Naturalness, weak scale supersymmetry, and the prospect for the observation of supersymmetry at the Fermilab Tevatron and at the CERN LHC

Abstract

Naturalness bounds on weak scale supersymmetry in the context of radiative breaking of the electroweak symmetry are analyzed. In the case of minimal supergravity it is found that for low $\tan \beta$ and for low values of fine-tuning $\Phi ,$ where $\Phi$ is defined essentially by the ratio ${\mu }^2{/M}_Z^2$ where $\mu$ is the Higgs mixing parameter and $M_Z$ is the $Z$ boson mass, the allowed values of the universal scalar parameter $m_0,$ and the universal gaugino mass $m_{1/2}$ lie on the surface of an ellipsoid with radii fixed by $\Phi$ leading to tightly constrained upper bounds $\sim \sqrt{\Phi }.$ Thus for $\tan \beta <~2(<~5)$ it is found that the upper limits for the entire set of sparticle masses lie in the range $<700\mathrm{}\hspace{0.5em}\mathrm{GeV}\hspace{0.5em}(<\mathrm{}1.5\mathrm{}\hspace{0.5em}\mathrm{TeV})$ for any reasonable range of fine-tuning $(\Phi <~20).$ However, it is found that there exist regions of the parameter space where the fine-tuning does not tightly constrain $m_0$ and $m_{1/2}.$ Effects of nonuniversalities in the Higgs boson sector and in the third generation sector on naturalness bounds are also analyzed and it is found that nonuniversalities can significantly affect the upper bounds.
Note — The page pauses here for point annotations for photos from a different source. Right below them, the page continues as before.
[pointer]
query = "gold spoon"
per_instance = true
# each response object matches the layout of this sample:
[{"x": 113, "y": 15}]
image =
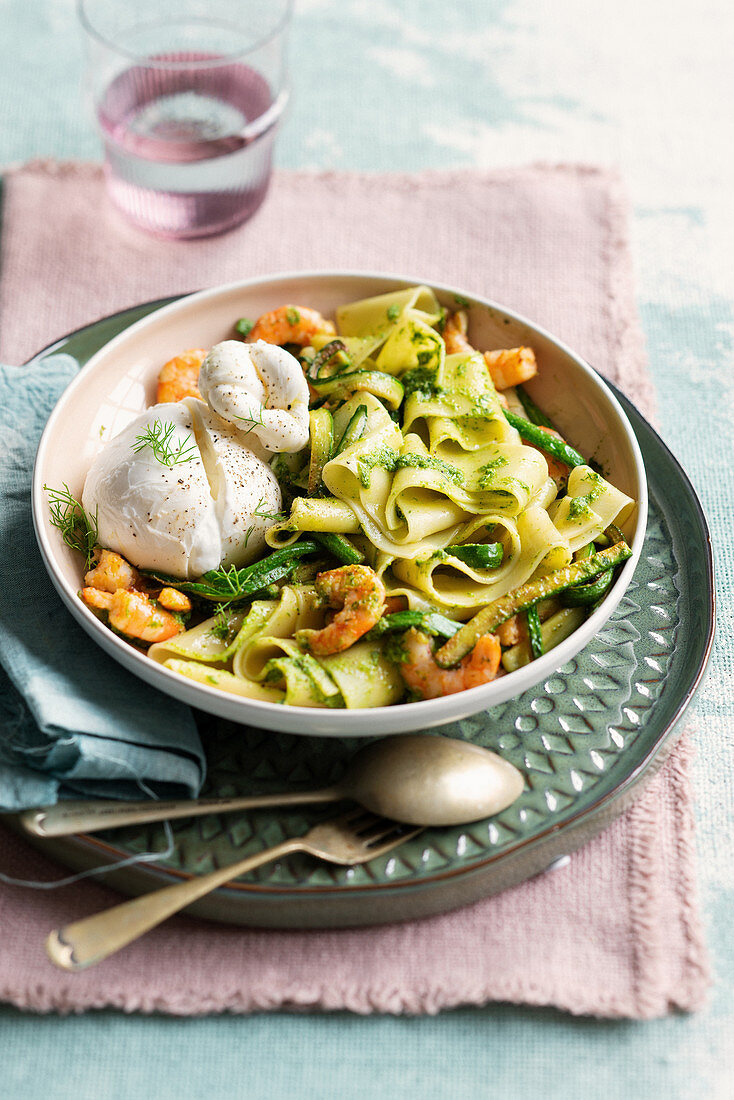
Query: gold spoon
[{"x": 418, "y": 779}]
It is also found that achieving the maximum Higgs boson mass allowed in supergravity unified models requires a high degree of fine-tuning. Thus a heavy sparticle spectrum is indicated if the Higgs boson mass exceeds 120 GeV. The prospect for the discovery of supersymmetry at the Fermilab Tevatron and at the CERN LHC in view of these results is discussed.